Session #03: Multimodal Learning with Deep Boltzmann Machines

NOTICE: To resolve upcoming conflicts with meetings and courses, we are changing our meeting time to Fridays at 4:15pm. The location is still the CS Lab (although we may start getting a room if there are distractions).

Presenter: Thomas Flynn
Date: Friday January 22 2016 at 4:15pm
Location: CS Lab – Rm 4435
Materials: JMLR 2014, NIPS 2012, Paper Website (Includes code)
Paper Abstract: A Deep Boltzmann Machine is described for learning a generative model of data that consists of multiple and diverse input modalities. The model can be used to extract a unified representation that fuses modalities together.
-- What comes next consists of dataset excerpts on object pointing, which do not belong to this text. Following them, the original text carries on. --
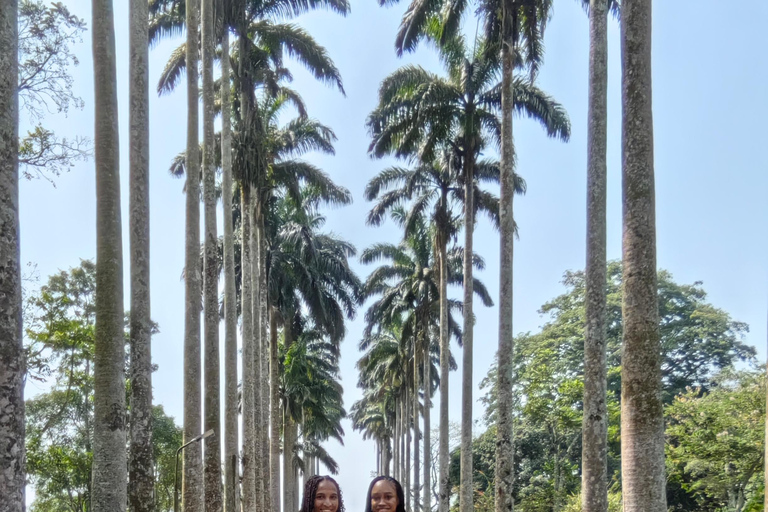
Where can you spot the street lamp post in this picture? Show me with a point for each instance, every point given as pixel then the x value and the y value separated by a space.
pixel 207 434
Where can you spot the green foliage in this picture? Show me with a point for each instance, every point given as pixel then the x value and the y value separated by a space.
pixel 614 502
pixel 59 343
pixel 715 442
pixel 698 342
pixel 46 34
We find that this representation is useful for classification and information retrieval tasks. The model works by learning a probability density over the space of multimodal inputs. It uses states of latent variables as representations of the input. The model can extract this representation even when some modalities are absent by sampling from the conditional distribution over them and filling them in. Our experimental results on bi-modal data consisting of images and text show that the Multimodal DBM can learn a good generative model of the joint space of image and text inputs that is useful for information retrieval from both unimodal and multimodal queries. We further demonstrate that this model significantly outperforms SVMs and LDA on discriminative tasks. Finally, we compare our model to other deep learning methods, including autoencoders and deep belief networks, and show that it achieves noticeable gains.